Published online 4 October 2016

Scientists trace rice in New world to African origin.

Sarah Elmeshad

Rice cultivation practices help scientists understand the origins of cultures.
Rice cultivation practices help scientists understand the origins of cultures.
© Nature Plants
In 2008, Tinde van Andel found evidence that has brought the historical debate of the origin of rice cultivation practices in the New World closer to Africa – now, he provides final proof that “African rice was and is still grown in the New World by descendants of African slaves,” he says. 

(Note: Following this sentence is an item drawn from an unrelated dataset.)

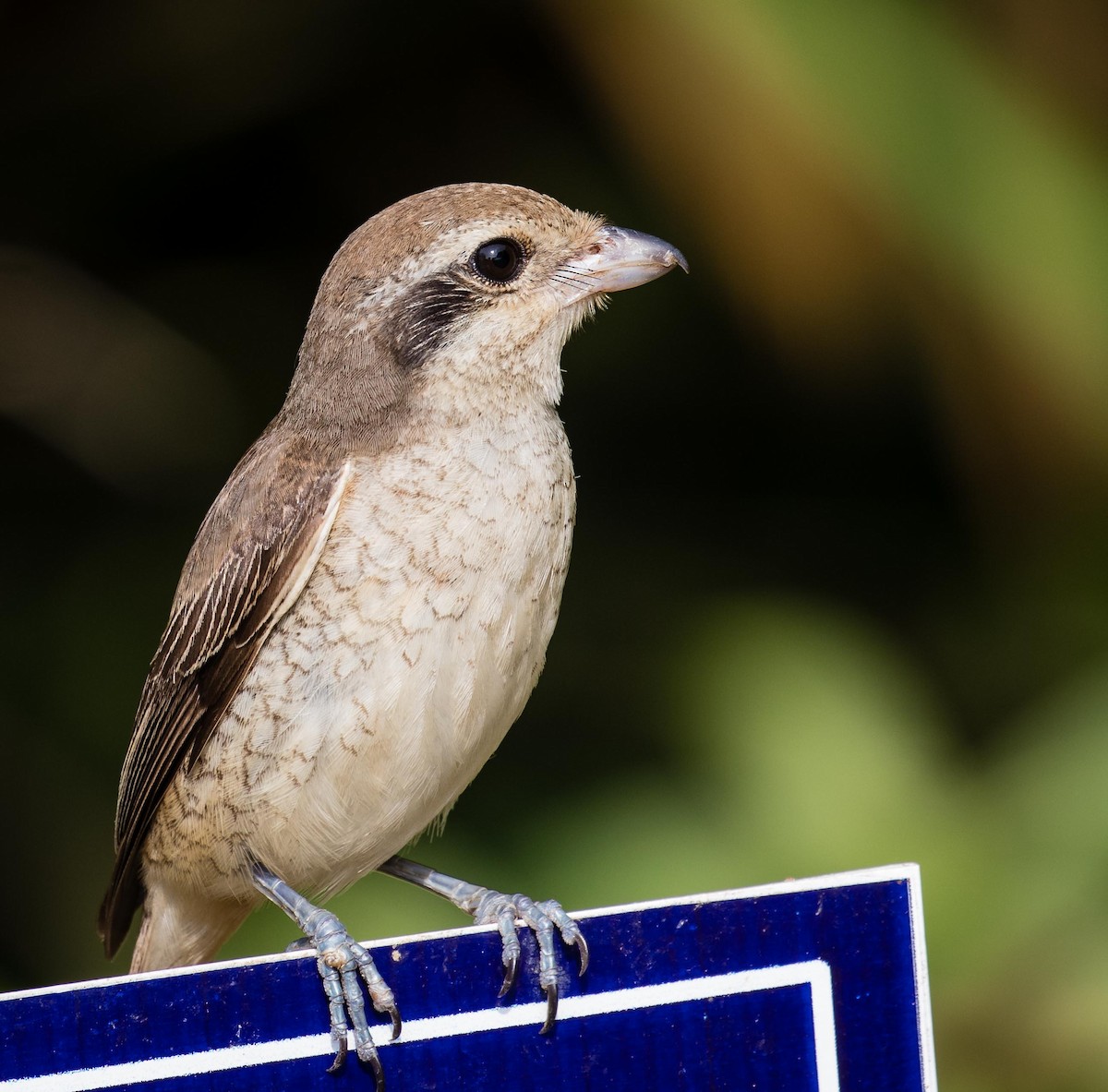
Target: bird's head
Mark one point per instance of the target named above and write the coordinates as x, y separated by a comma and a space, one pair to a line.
468, 288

Andel, the first author of a new study in Nature Plants found black rice, Oryza glaberrima, in Maroon fields in Suriname. The study comes in the heels of much debate among historians on the origin of rice plantations in the New World. 

Through a DNA study conducted by the researchers across the Netherlands, USA and the UAE, the rice was traced back to the western Ivory coast. 

Rachel Meyer, co-author of the paper, compared the Suriname rice genome with over 100 types of rice genome sequences she had collected from Senegal to Tchad and the rice was very similar to that found in Suriname.  

Rice cultivation practices are important in understanding the origins of cultures. 

“Rice is so much more than just food: it is life, history, survival, religion and, in the case of the enslaved Africans, one of the few physical things that reminded people of their homeland,” says Andel. 

These findings are a gateway to further research on other cultivation practices. “These people also grow rare landraces of bananas, taro, okra, sesame. These crops of African origin can possibly tell us much more about the provenance of plants and peoples,” adds the first author.